Stepping up to aid the Sahel

Pissila camp, Burkina Faso, November 2019. In recent years, hundreds of thousands of people have been displaced from the Sahel region by insecurity linked to growing extremist attacks. Credit: KEYSTONE/ AP WFP/ MARWA AWAD

Western governments are meeting to discuss aid to Burkina Faso, Mali, and Niger, which will signal their appetite to continue humanitarian funding in the teeth of global recession.

A jihadist insurgency brought a surge of violence to Mali, Burkina Faso, and Niger last year. But the international response to the conflict, which has displaced 2.5 million people, has been slow.

So far, donors have provided roughly 40 percent of the funding requested by aid groups.

The Sahel is a semi-arid belt of land in West Africa running along the southern edge of the Sahara. The donor conference, to be held later this month, is an opportunity to provide much-needed humanitarian support.

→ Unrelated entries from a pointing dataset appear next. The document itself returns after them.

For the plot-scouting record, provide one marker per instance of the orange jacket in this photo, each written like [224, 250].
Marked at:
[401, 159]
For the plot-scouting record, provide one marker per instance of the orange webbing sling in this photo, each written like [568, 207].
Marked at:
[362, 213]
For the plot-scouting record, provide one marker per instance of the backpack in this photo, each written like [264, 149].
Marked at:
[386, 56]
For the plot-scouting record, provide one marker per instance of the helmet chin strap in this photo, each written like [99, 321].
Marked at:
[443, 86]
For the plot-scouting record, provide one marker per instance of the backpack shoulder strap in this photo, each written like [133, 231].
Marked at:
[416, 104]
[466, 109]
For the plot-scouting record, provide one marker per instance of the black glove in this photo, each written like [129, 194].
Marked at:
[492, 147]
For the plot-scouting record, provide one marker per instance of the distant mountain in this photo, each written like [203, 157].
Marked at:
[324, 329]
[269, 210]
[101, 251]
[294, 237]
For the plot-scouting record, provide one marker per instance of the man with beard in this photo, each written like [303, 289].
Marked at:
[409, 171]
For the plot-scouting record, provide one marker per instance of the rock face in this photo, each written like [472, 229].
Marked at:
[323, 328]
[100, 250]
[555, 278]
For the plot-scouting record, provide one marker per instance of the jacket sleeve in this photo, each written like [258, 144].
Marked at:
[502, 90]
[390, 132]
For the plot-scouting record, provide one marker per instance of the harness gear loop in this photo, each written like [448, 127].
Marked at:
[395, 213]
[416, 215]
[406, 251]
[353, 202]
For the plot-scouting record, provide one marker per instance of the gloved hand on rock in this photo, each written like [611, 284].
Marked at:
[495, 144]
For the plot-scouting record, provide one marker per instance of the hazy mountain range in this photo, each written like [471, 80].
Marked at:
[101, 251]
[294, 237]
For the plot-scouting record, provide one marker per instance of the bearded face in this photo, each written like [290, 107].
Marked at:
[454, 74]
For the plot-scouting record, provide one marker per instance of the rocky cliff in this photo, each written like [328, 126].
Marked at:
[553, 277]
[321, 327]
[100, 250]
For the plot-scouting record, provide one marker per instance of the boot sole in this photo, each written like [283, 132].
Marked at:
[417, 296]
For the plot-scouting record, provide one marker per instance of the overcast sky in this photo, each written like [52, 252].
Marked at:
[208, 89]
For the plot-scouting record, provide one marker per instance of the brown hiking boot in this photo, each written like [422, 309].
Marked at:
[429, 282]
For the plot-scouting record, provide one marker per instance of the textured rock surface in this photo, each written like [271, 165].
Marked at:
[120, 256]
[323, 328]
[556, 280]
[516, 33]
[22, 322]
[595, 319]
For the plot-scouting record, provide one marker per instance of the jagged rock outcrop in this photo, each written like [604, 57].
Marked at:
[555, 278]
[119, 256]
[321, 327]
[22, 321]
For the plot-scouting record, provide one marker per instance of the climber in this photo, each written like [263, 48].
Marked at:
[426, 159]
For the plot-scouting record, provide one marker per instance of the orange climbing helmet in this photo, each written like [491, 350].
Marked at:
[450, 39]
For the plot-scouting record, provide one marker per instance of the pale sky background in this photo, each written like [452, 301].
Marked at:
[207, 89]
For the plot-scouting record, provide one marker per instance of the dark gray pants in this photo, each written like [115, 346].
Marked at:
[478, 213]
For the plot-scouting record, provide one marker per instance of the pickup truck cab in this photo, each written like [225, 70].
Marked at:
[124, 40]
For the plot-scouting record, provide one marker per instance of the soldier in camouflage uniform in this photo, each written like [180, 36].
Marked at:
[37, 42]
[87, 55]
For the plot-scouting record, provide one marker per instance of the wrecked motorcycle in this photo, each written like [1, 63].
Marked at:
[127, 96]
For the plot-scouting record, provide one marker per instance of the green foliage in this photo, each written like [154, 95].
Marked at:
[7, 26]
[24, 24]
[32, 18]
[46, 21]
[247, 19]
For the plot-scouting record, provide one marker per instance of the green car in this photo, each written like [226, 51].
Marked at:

Convened by Denmark and held in partnership with Germany, the EU and the UN, the conference “is being driven by [those countries], and as such they will be expected to pay,” a Geneva-based aid official told The New Humanitarian.

The United States has already announced $152m in new aid.

Overall, global humanitarian spending is around $3bn more this year than at the same time in 2019 - a total of $11.25bn versus $8.24bn - although overall humanitarian needs are much larger, the official said. That is despite coronavirus-triggered economic woes.

The funding outlook for humanitarian initiatives in 2021 remains unknown, “but the early indications are that key donors like the European Union will remain solid,” said Jens Laerke, deputy spokesperson of the UN's aid coordination body, OCHA. Where there has been far less generosity is in addressing gender-based violence. Only eight percent of a $434m global appeal has so far been raised, although the vulnerability of women and children during lockdowns has been well documented.

For background on the Sahel crisis, read The New Humanitarian's 2019 series, The Sahel in flames.

*This article has been corrected to clarify that Western Governments will meet later this month to discuss aid, but have not as yet pledged aid.